Go about 100km in a general southerly direction and you’ll find yourself on the beach.
As motorcyclists, we enjoy the high quality of the road surfaces and are spoilt for choice when it comes to where we want to go and what there is to see. The incredible scenery all around us – especially straddling a combustible engine – inspires a carefree spirit and a deep appreciation for the beauty of the natural world.
With little to no light pollution, save for a couple of street lights, the stars loom down low at night and the more you stare up at them, the more of them stare back down at you. There are so many shooting stars to wish upon, especially when the autumn breeze warns of the impending winter, raising goosebumps on your arms and reminding you to put the kettle on for hot chocolate.

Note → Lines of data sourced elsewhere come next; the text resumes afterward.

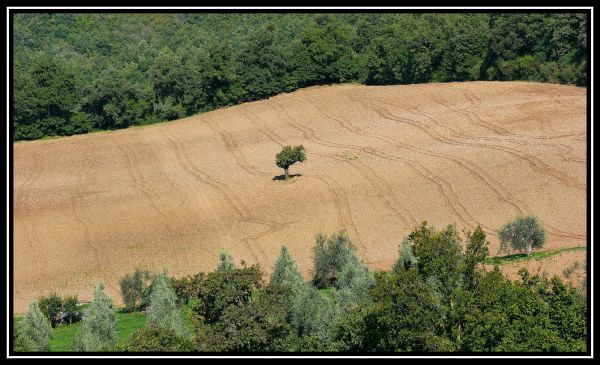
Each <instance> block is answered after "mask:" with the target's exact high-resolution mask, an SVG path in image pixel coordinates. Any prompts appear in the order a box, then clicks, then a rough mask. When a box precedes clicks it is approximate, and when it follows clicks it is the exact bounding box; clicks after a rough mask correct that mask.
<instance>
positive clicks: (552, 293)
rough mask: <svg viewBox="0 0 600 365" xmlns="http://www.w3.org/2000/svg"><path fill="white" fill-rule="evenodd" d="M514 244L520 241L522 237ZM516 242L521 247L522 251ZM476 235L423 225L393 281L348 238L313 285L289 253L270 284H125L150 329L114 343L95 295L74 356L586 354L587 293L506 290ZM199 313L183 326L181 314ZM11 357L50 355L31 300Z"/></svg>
mask: <svg viewBox="0 0 600 365" xmlns="http://www.w3.org/2000/svg"><path fill="white" fill-rule="evenodd" d="M514 237H516V236H514ZM520 242H521V241H520V240H519V239H514V240H513V245H514V247H517V248H519V249H526V247H525V248H524V247H523V246H522V245H521V244H520ZM487 256H488V242H487V240H486V235H485V233H484V232H483V230H482V229H481V228H480V227H477V228H476V229H475V230H474V231H472V232H469V231H465V232H463V234H462V235H461V234H459V232H457V230H456V228H455V227H454V226H452V225H449V226H446V227H444V228H442V229H436V228H434V227H432V226H430V225H427V222H423V223H422V224H421V225H419V226H417V227H415V228H414V230H413V231H412V232H411V233H410V234H409V235H408V236H406V237H405V238H404V240H403V241H402V242H401V243H400V245H399V246H398V258H397V260H396V263H395V264H394V266H393V269H392V270H391V271H389V272H372V271H370V270H369V269H368V267H367V265H366V264H365V262H364V261H363V260H362V259H361V258H360V257H359V256H358V255H357V252H356V248H355V247H354V245H353V244H352V241H351V239H350V238H349V237H348V235H347V234H346V232H344V231H340V232H336V233H334V234H332V235H324V234H318V235H317V236H316V237H315V245H314V246H313V269H312V278H311V280H310V281H305V280H304V278H303V276H302V274H301V273H300V271H299V269H298V265H297V264H296V262H295V260H294V259H293V257H292V256H291V254H290V252H289V250H288V249H287V248H286V246H282V247H281V251H280V253H279V255H278V257H277V259H276V261H275V264H274V266H273V268H272V273H271V275H270V277H269V279H268V280H267V281H265V280H263V273H262V271H261V269H260V267H259V266H258V265H252V266H248V265H246V264H245V263H244V262H241V263H240V265H236V264H235V263H234V261H233V258H232V257H231V256H230V255H228V254H226V253H222V254H221V256H220V262H219V265H218V266H217V268H216V270H215V271H213V272H210V273H198V274H195V275H189V276H186V277H181V278H169V277H168V275H167V273H166V272H163V273H158V274H150V273H149V272H146V271H144V270H141V269H137V270H136V271H135V272H133V273H131V274H128V275H126V276H124V277H123V278H122V280H121V283H120V286H121V295H122V298H123V301H124V303H125V305H126V308H127V310H130V311H136V310H142V311H144V312H145V314H146V318H147V320H146V325H145V327H143V328H141V329H138V330H136V331H135V332H134V333H133V334H132V335H130V336H129V338H128V339H127V340H126V341H125V342H124V343H120V344H117V341H116V324H115V308H114V305H113V303H112V300H111V299H110V297H108V296H107V295H106V294H105V293H104V288H103V287H102V286H99V287H98V288H97V289H96V293H95V297H94V300H93V301H92V303H91V306H90V309H89V312H88V313H87V314H86V315H84V316H83V319H82V321H83V323H82V325H81V327H80V329H79V332H78V334H77V336H76V338H75V341H74V343H73V345H72V350H73V351H110V352H145V351H150V352H170V351H173V352H300V351H303V352H306V351H307V352H585V351H586V350H587V336H588V334H587V331H588V326H587V322H586V317H587V306H586V300H585V297H584V295H582V294H581V293H580V292H578V291H577V290H576V289H575V288H573V287H572V286H571V285H570V284H564V283H563V282H562V281H561V279H560V278H558V277H552V278H548V277H546V276H544V275H542V276H540V275H538V274H530V273H529V272H528V271H527V270H524V269H523V270H521V271H520V275H521V278H520V279H519V280H516V281H512V280H509V279H508V278H507V277H505V276H504V275H503V274H502V273H501V272H500V270H499V268H498V267H494V268H493V269H490V268H487V267H485V266H484V265H483V263H484V261H485V260H486V258H487ZM190 304H191V307H192V313H191V314H190V315H189V317H188V318H187V320H188V321H189V322H190V323H191V326H189V325H185V324H184V316H183V315H182V311H181V310H180V308H181V307H182V306H184V305H187V306H189V305H190ZM13 336H14V337H13V338H14V347H13V348H14V350H15V351H48V349H49V341H50V338H51V336H52V328H51V326H50V322H49V320H48V316H45V315H44V314H43V313H42V311H41V310H40V307H39V306H38V303H37V302H36V301H33V302H32V303H31V305H30V307H29V310H28V312H27V314H26V315H25V318H24V319H22V320H21V321H20V322H19V323H18V325H17V326H16V331H15V333H13Z"/></svg>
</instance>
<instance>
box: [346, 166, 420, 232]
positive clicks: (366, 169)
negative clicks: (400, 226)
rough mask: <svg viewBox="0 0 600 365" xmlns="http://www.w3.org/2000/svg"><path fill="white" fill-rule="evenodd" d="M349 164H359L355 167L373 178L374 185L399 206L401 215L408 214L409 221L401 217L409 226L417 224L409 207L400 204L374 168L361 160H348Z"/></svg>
mask: <svg viewBox="0 0 600 365" xmlns="http://www.w3.org/2000/svg"><path fill="white" fill-rule="evenodd" d="M350 164H351V165H353V166H355V165H354V164H357V165H359V166H361V167H357V168H358V169H359V170H360V169H364V170H366V171H364V173H365V176H370V177H371V178H372V179H373V180H374V181H373V183H374V185H376V186H378V187H379V189H380V190H381V191H382V193H383V195H384V196H388V197H390V199H391V200H392V203H394V205H395V206H397V207H400V208H399V209H400V210H401V211H402V214H403V215H404V214H405V215H407V216H408V220H410V223H409V222H406V218H404V216H403V219H404V220H405V222H406V223H407V224H408V226H409V227H410V226H411V224H412V225H414V226H417V225H418V224H419V222H418V221H417V219H416V218H415V217H414V216H413V215H412V213H411V212H410V209H407V208H405V207H404V206H403V205H402V204H400V202H399V201H398V199H396V196H395V195H394V192H393V189H392V187H391V186H390V185H389V184H388V183H387V181H385V179H383V178H382V177H381V176H379V175H378V174H377V173H376V172H375V170H373V168H372V167H370V166H369V165H367V164H365V163H363V162H360V161H350ZM394 210H395V209H394Z"/></svg>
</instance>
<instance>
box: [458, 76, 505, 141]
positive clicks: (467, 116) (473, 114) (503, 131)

One of the biggest benefits of living in the countryside inspired the name of this blog: MOVE OUTSIDE. It doesn’t just mean “relocate outside”, but also speaks to being active outdoors. We’ve been on hikes and walks, we’ve biked and driven, we’ve walked the dogs on a game farm, have enjoyed waterfalls, and will soon be planting a permaculture garden and raising chickens.
Life is not meant to be lived in a seated position, especially if you have legs that work and a heart that beats. And living in a small town or village encourages you to go and take a look outside every day – to be balanced between homeliness and exploration; activity and relaxation; moving and sometimes just standing still on a mountain and taking a look around you.